BA in Psychology and Compu­ter Science, Harvard University. Master in the Social Science of the Internet, University of Oxford (as a Cla­rendon Scholar). She is the Head of the AI and Media Integrity program at the Partnership on AI, a global multistakeholder nonprofit devoted to responsible AI. Under her leadership, the AI and Media Integrity team investigates the impact of emerging AI techno­logy on digital media and online information. She is also a 2021 Journalism Fellow at Tablet Magazine, where she is exploring questions at the intersection of technology, society, and digital culture, and an inco­ming doctoral candidate at the Oxford Internet Insti­tute. Her latest publications include, ‘Encounters with Visual Misinformation and Labels Across Platforms: An Interview and Diary Study to Inform Ecosystem Approaches to Misinformation Interventionsʼ (with E. Saltz and C. Wardle; Extended Abstracts of the 2021 CHI Conference on Human Factors in Computing Systems, Issue 340) and ‘The Deepfake Detection Dilemma: A Multistakeholder Exploration of Adver­sarial Dynamics in Synthetic Mediaʼ (with A. Ovadya and S. McGregor; Proceedings of the 2021 ACM Con­ference on Artificial Intelligence, Ethics, and Society).

Emily Saltz, The New York Times

Master in Human-computer Inte­raction, Carnegie Mellon University. She is a UX Researcher studying media and misinformation, working with organizations like the Partnership on AI and First Draft. She led UX for The News Provenance Project at The New York Times, where she works as a UX researcher. Some of her work includes a collaboration on an AI-generated op-ed for author Oobah Butler on being catfished by AI (The Independent, 2021); explorations of text prediction software such as ‘Human-Human Autocompletion’ (presented at WordHack at Babycastles, 2020) and ‘Super Sad Googlesʼ (presented at Eyeo 2019); and ‘Filter Bubble Roulette’, a mobile VR experience to inhabit user-specific social media feeds (presen­ted at The Tech Interactive in San Jose, 2018).
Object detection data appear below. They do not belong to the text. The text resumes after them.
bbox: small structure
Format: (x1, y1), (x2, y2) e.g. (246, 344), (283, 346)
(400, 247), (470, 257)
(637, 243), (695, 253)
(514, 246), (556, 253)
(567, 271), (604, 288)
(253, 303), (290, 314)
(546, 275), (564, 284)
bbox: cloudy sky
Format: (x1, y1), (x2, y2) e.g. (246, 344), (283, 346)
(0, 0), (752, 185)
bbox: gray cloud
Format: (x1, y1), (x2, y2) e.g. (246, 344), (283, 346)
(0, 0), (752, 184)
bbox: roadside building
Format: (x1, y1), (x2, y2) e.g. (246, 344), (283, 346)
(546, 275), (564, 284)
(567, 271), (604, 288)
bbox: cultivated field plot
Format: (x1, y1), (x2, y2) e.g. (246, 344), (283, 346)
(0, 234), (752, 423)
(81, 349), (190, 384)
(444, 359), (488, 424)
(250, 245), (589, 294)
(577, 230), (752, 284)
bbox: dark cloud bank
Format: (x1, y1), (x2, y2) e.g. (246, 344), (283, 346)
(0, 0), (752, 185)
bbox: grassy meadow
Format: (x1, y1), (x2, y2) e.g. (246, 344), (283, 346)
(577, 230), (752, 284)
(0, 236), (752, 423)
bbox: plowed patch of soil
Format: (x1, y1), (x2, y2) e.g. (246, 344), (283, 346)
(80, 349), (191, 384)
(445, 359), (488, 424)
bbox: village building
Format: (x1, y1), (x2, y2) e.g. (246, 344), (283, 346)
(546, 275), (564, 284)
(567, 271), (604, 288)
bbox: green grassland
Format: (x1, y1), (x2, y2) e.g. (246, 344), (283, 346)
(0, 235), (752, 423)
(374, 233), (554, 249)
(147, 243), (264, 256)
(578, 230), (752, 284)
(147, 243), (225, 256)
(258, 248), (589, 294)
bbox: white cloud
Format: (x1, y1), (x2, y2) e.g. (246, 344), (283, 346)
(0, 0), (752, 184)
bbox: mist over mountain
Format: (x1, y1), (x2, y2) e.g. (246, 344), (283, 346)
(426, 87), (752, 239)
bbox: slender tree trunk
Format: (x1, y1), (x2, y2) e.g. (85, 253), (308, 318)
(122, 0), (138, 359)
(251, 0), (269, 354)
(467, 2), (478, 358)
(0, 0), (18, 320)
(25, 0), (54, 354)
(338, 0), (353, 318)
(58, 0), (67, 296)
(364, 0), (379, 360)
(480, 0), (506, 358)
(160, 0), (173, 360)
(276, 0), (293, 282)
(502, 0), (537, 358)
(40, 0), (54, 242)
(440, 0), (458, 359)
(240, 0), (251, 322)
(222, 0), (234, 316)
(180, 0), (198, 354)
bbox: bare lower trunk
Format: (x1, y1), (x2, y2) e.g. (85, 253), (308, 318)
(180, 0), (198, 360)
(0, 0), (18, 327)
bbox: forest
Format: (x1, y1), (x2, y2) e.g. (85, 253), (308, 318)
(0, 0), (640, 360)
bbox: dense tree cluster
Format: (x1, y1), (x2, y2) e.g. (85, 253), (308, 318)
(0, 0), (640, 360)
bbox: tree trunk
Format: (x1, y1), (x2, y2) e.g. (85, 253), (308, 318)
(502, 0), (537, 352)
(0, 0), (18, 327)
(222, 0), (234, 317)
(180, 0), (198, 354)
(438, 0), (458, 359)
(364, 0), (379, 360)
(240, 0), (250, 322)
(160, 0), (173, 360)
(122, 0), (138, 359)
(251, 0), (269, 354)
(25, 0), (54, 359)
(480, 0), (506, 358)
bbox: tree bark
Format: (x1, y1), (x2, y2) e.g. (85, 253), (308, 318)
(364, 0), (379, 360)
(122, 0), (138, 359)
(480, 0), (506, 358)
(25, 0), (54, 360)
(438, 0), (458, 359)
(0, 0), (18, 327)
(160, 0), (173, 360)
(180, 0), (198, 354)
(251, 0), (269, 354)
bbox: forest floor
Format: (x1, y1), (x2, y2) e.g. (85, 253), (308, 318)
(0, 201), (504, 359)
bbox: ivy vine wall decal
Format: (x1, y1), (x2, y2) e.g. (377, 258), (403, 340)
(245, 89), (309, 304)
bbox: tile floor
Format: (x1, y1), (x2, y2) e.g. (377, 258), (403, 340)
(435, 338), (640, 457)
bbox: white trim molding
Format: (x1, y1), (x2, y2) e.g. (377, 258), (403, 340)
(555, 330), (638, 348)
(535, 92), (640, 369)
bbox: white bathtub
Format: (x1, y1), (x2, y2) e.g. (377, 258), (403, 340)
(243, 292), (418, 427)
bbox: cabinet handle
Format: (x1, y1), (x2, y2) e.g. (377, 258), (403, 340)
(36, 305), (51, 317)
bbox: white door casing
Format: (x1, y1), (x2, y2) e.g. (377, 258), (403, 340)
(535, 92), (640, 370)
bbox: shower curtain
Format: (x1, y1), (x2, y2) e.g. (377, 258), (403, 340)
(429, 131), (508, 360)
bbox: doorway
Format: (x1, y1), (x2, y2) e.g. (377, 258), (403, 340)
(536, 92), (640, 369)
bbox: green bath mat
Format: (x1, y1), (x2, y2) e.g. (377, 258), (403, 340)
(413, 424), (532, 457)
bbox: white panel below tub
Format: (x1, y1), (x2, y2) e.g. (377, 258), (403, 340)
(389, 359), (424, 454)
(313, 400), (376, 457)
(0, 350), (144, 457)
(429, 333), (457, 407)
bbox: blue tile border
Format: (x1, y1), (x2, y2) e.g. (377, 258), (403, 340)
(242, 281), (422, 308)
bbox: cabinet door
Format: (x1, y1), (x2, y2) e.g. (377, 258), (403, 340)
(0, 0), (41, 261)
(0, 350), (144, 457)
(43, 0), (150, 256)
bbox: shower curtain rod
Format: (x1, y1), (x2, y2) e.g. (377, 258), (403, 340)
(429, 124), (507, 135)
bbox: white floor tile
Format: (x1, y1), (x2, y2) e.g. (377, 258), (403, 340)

Lia Coleman, Rhode Island School of Design

BSc in Computer Science, Massa­chusetts Institute of Technology. She is an artist, AI researcher, and educator. Adjunct Professor at Rhode Island School of Design, she teaches machine learning artwork. She is the author of ‘Machines Have Eyesʼ (with A. Raina, M. Binnette, Y. Hu, D. Huang, Z. Davey, and Q. Li; in Big Data. Big Design: Why Designers Should Care About Machine Learning; Princeton Architectural Press, 2021), ‘Artʼificial (with E. Lee; Neocha Magazine, 2020), and ‘Flesh & Machine’ (with E. Lee; Neocha Magazine, 2020). Some of her recent workshops and talks include ‘How to Play Nice with Artificial Intelligence: Artist and AI Co-creationʼ (presented at Burg Giebichenstein University of Art and Design, 2021); ‘A Field Guide to Making AI Art Responsiblyʼ (presented at Art Machi­nes: International Symposium on ML and Art), and ‘How to Use AI for Your Art Responsiblyʼ (presented at Mozilla Festival, 2020 and Gray Area, 2020).